Business Post gathered that the CBN had offered N161.6 billion worth of treasury bills to traders, but eventually received subscriptions worth N388.5 billion from investors.
Much of the subscription was witnessed on the 364-day instrument, receiving a total of N319.19 billion from traders after the apex bank had offered to sell only N115.85 billion.
The second most oversubscribed bill was the 91-day instrument, which received N24.33 billion worth of subscriptions after the central bank had offered N11.77 billion to investors.
The last was 182-day bill, which got N44.99 billion worth of subscriptions from the N33.93 billion put on offer to traders by the apex bank.
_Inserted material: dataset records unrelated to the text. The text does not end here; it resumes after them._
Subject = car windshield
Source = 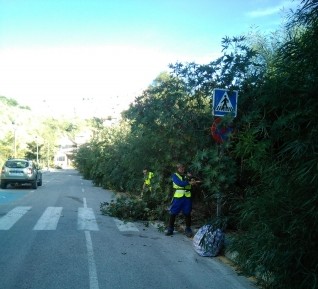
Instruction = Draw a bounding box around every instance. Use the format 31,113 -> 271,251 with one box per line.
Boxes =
6,161 -> 28,168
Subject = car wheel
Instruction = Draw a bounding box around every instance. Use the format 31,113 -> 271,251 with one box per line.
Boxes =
32,180 -> 38,190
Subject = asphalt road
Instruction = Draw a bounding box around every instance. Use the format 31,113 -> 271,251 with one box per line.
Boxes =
0,170 -> 255,289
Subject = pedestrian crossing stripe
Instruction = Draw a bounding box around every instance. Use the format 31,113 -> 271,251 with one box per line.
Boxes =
0,206 -> 139,232
0,207 -> 31,230
33,207 -> 63,231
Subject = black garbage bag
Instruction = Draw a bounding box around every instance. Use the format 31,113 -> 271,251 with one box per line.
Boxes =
193,224 -> 225,257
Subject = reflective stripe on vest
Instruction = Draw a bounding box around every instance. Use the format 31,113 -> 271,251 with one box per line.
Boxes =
172,173 -> 191,198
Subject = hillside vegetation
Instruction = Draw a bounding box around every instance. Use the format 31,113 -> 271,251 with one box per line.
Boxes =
76,0 -> 318,289
0,96 -> 90,167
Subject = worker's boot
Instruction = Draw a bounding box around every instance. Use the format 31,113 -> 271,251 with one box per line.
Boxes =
166,215 -> 176,236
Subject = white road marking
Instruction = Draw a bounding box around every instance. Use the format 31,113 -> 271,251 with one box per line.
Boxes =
85,231 -> 99,289
33,207 -> 63,230
77,208 -> 99,231
114,218 -> 139,232
0,207 -> 31,230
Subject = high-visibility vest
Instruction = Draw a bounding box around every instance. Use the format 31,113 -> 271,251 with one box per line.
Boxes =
172,173 -> 191,198
145,172 -> 153,186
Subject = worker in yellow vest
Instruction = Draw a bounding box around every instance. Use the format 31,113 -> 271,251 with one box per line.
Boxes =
166,164 -> 196,238
141,168 -> 154,196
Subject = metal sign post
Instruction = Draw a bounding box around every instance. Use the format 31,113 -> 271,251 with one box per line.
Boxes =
212,88 -> 238,219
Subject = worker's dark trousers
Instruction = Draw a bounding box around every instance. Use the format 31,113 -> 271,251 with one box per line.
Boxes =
168,215 -> 191,231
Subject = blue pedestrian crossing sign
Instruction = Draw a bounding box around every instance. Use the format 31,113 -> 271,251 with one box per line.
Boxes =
212,88 -> 238,117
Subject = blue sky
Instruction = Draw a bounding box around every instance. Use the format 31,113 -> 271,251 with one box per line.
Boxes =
0,0 -> 300,116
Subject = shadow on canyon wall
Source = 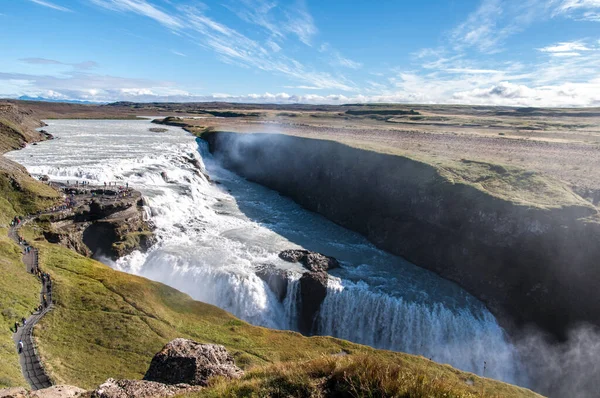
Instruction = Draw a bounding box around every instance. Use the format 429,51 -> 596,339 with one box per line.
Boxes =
203,132 -> 600,397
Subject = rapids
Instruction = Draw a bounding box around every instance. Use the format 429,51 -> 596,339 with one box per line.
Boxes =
7,120 -> 525,384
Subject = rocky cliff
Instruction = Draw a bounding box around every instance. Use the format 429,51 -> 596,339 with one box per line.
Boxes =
202,132 -> 600,338
0,101 -> 52,153
38,186 -> 154,260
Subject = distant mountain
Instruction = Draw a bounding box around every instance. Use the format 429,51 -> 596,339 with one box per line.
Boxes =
17,95 -> 107,105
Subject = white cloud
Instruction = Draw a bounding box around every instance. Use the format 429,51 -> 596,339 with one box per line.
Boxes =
554,0 -> 600,22
227,0 -> 318,46
539,41 -> 591,53
89,0 -> 183,29
91,0 -> 354,91
29,0 -> 72,12
319,43 -> 362,69
20,58 -> 98,70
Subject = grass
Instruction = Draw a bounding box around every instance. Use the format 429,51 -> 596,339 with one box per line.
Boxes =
312,139 -> 594,211
184,352 -> 539,398
14,228 -> 535,397
0,171 -> 57,388
0,228 -> 41,388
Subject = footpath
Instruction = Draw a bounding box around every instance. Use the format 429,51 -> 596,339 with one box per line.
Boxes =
8,216 -> 53,390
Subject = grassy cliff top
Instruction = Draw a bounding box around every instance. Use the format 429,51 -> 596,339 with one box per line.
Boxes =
344,140 -> 596,210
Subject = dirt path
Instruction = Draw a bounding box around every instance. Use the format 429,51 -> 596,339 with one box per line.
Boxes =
8,221 -> 53,390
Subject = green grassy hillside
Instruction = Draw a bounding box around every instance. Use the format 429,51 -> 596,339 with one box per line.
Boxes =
0,166 -> 58,387
0,105 -> 537,397
10,227 -> 537,397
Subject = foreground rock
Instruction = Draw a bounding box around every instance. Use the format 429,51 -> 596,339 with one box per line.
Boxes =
144,338 -> 244,386
0,386 -> 87,398
91,379 -> 200,398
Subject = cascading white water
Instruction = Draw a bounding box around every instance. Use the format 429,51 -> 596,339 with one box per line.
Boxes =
8,120 -> 522,382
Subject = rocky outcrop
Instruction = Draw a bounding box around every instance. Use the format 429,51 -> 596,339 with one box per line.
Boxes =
91,379 -> 199,398
202,132 -> 600,338
298,272 -> 329,336
264,249 -> 340,335
144,338 -> 244,386
279,249 -> 340,272
256,264 -> 288,303
39,187 -> 155,260
0,101 -> 53,153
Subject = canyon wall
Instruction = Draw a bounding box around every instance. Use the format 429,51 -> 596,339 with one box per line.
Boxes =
202,132 -> 600,338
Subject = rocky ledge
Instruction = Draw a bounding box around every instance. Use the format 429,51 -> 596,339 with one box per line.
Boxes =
0,338 -> 244,398
256,249 -> 340,335
38,186 -> 154,260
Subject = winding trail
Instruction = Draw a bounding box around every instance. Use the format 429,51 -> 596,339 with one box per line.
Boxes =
8,219 -> 53,390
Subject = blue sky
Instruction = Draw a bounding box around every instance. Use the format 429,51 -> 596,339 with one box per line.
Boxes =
0,0 -> 600,106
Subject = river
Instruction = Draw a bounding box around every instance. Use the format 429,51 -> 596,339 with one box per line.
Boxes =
6,120 -> 525,384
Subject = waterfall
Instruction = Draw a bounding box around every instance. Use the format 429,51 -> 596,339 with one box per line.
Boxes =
9,120 -> 518,382
318,278 -> 517,382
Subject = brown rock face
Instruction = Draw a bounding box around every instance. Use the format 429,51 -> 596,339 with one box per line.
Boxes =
279,250 -> 340,272
276,249 -> 340,335
256,264 -> 288,303
144,339 -> 244,386
298,272 -> 328,335
91,379 -> 199,398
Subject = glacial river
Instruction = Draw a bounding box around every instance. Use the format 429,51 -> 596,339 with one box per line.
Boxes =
7,120 -> 524,384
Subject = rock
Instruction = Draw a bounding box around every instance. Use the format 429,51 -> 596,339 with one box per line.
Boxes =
279,249 -> 340,272
0,387 -> 28,398
29,386 -> 87,398
91,379 -> 199,398
144,338 -> 244,386
298,272 -> 329,335
278,249 -> 340,335
256,264 -> 288,303
0,386 -> 86,398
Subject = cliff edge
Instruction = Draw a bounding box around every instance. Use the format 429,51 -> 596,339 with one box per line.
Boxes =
202,132 -> 600,338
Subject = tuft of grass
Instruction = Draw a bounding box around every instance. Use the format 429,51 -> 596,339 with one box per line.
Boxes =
182,352 -> 539,398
At the end of the exercise yesterday, the CBN raised the amount it had hoped to rake from the auctioning, N161.6 billion.
The CBN sold N11.77 billion worth of the 91-day bill at 12.55 percent, N33.93 billion worth of the 182-day instrument at 13.93 percent, and N115.85 billion worth of the 364-day bill at 14.30 percent.
Business Post recalls that at the last auction exercise carried out by the central bank on November 29, 2017, the rate of the 91-day bill cleared at 12.95 percent, the 182-day bill at 15 percent, and the 364-day bill at 15.57 percent.